Previously on Midlife Crisis Crossover:
Every year since 1999 my wife Anne and I have taken a trip to a different part of the United States and visited attractions, wonders, and events we didn’t have back home in Indianapolis. From 1999 to 2003 we did so as best friends; from 2004 to the present, as husband and wife. My son tagged along from 2003 until 2013 when he ventured off to college. We’ve taken two trips by airplane, but are much happier when we’re the ones behind the wheel — charting our own course, making unplanned stops anytime we want, availing ourselves of slightly better meal options, and keeping or ruining our own schedule as dictated by circumstances or whims. We’re the Goldens. It’s who we are and what we do.
For years we’ve been telling friends in other states that we’d one day do Atlanta’s Dragon Con, one of the largest conventions in America that isn’t in California or New York. We’d been in Atlanta, but we hadn’t really done Atlanta. Hence this year’s vacation, in which we aimed for a double proficiency in Atlanta tourism and over-the-top Dragon Con goodness. Before we went to D*C, there was the road trip to get there, and the good times to be had before the great times at the big show.
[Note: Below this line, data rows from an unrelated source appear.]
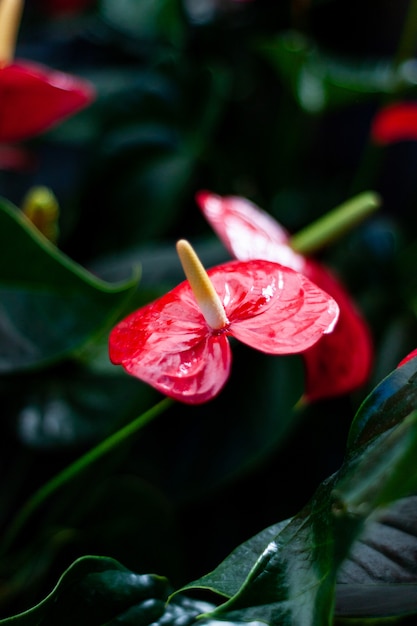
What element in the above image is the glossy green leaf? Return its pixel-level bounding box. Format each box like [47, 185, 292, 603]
[0, 200, 137, 373]
[348, 358, 417, 453]
[260, 32, 416, 113]
[179, 361, 417, 626]
[335, 496, 417, 617]
[0, 556, 168, 626]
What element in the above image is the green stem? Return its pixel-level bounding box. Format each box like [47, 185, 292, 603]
[394, 0, 417, 67]
[1, 398, 173, 553]
[289, 191, 381, 255]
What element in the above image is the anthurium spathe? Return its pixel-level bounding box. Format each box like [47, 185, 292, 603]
[0, 0, 95, 143]
[371, 102, 417, 145]
[0, 61, 95, 142]
[197, 191, 373, 401]
[109, 240, 338, 404]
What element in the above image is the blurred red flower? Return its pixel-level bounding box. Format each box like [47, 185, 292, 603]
[0, 61, 95, 142]
[196, 191, 373, 402]
[371, 102, 417, 145]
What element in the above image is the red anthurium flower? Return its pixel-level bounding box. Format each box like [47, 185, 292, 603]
[371, 102, 417, 145]
[397, 348, 417, 367]
[0, 61, 94, 142]
[109, 240, 338, 404]
[197, 191, 373, 402]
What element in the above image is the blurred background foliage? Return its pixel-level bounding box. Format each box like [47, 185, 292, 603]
[0, 0, 417, 616]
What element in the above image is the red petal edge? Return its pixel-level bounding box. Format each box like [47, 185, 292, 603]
[0, 61, 95, 142]
[371, 102, 417, 145]
[196, 191, 304, 272]
[208, 260, 339, 355]
[303, 261, 373, 402]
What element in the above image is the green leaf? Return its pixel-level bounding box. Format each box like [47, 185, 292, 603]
[347, 358, 417, 452]
[259, 32, 415, 114]
[0, 199, 137, 373]
[179, 361, 417, 626]
[335, 496, 417, 617]
[0, 556, 168, 626]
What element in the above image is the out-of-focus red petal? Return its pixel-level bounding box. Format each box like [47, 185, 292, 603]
[109, 281, 231, 404]
[0, 61, 95, 142]
[397, 348, 417, 367]
[208, 260, 339, 354]
[196, 191, 305, 272]
[303, 260, 373, 402]
[371, 102, 417, 145]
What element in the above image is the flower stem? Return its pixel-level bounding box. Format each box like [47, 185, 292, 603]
[0, 398, 173, 553]
[289, 191, 381, 255]
[0, 0, 23, 68]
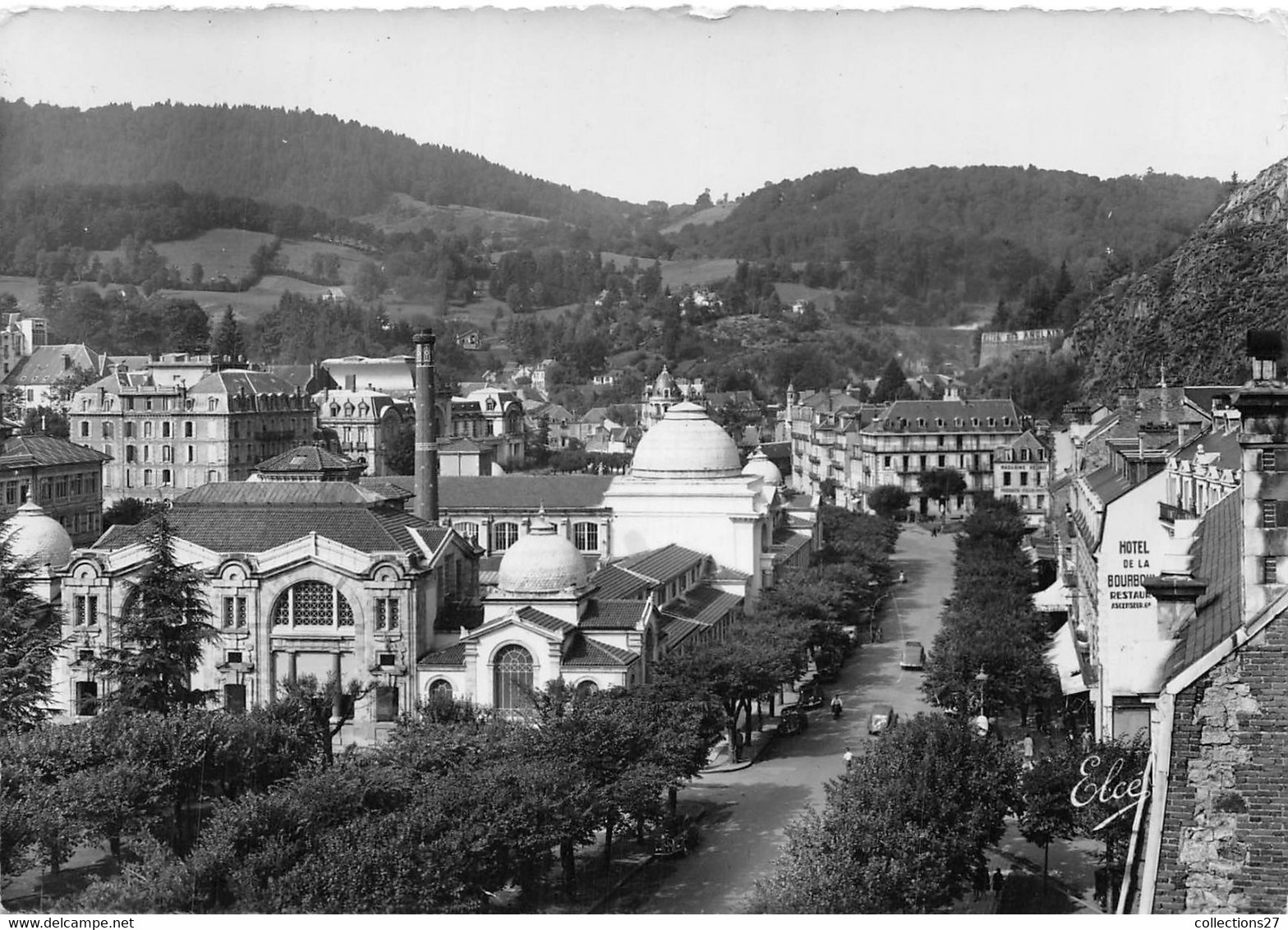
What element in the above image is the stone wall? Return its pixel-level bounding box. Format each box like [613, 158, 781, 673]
[1154, 617, 1288, 914]
[979, 329, 1064, 367]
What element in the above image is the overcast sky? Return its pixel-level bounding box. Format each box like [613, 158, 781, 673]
[0, 0, 1288, 204]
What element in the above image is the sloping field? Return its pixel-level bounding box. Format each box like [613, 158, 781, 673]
[600, 252, 738, 291]
[658, 204, 738, 236]
[354, 193, 550, 233]
[774, 282, 836, 311]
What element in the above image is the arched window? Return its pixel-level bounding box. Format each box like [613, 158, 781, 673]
[492, 646, 536, 711]
[492, 523, 519, 553]
[273, 581, 353, 626]
[572, 523, 599, 553]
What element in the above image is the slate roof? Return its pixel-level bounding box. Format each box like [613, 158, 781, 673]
[188, 368, 295, 395]
[1164, 492, 1243, 679]
[94, 505, 448, 556]
[868, 401, 1021, 433]
[175, 481, 386, 506]
[361, 474, 613, 515]
[255, 445, 359, 474]
[4, 343, 102, 386]
[562, 633, 639, 667]
[581, 599, 646, 630]
[0, 435, 112, 465]
[1086, 465, 1134, 504]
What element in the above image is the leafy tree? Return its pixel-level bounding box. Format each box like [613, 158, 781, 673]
[868, 485, 908, 520]
[103, 497, 154, 529]
[755, 714, 1020, 914]
[95, 509, 219, 712]
[872, 358, 912, 403]
[0, 536, 62, 733]
[918, 469, 966, 508]
[1019, 746, 1081, 890]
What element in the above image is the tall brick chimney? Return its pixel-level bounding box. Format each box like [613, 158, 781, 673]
[411, 329, 438, 523]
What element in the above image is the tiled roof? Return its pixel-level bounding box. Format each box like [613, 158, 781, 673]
[1166, 492, 1243, 679]
[616, 542, 707, 583]
[361, 474, 613, 515]
[868, 401, 1020, 433]
[255, 445, 358, 474]
[590, 565, 653, 601]
[562, 633, 639, 667]
[0, 435, 112, 465]
[662, 585, 742, 626]
[175, 481, 386, 506]
[515, 606, 577, 633]
[4, 344, 99, 385]
[581, 599, 646, 630]
[95, 505, 447, 555]
[416, 642, 465, 669]
[774, 529, 810, 562]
Atlanta is home to a few major companies with international reach and historical impact. Among them, Coca-Cola may be the largest and/or oldest. The World of Coca-Cola, the official museum for the 133-year-old drink, houses a plethora of examples from the branding powerhouse’s long history of unique designs and consistent flourishes — that white stripe, that glacially metamorphosing calligraphy, that pervasive red. (Websites disagree on exactly which shade or color code of red or pinkish-red.) Some, especially Atlanta residents may regard Coke as an intrinsic part of the American way of life, but a corporation that size is rarely satisfied to depend on a single nation for all its earnings. Its art reaches across the decades and across multiple borders.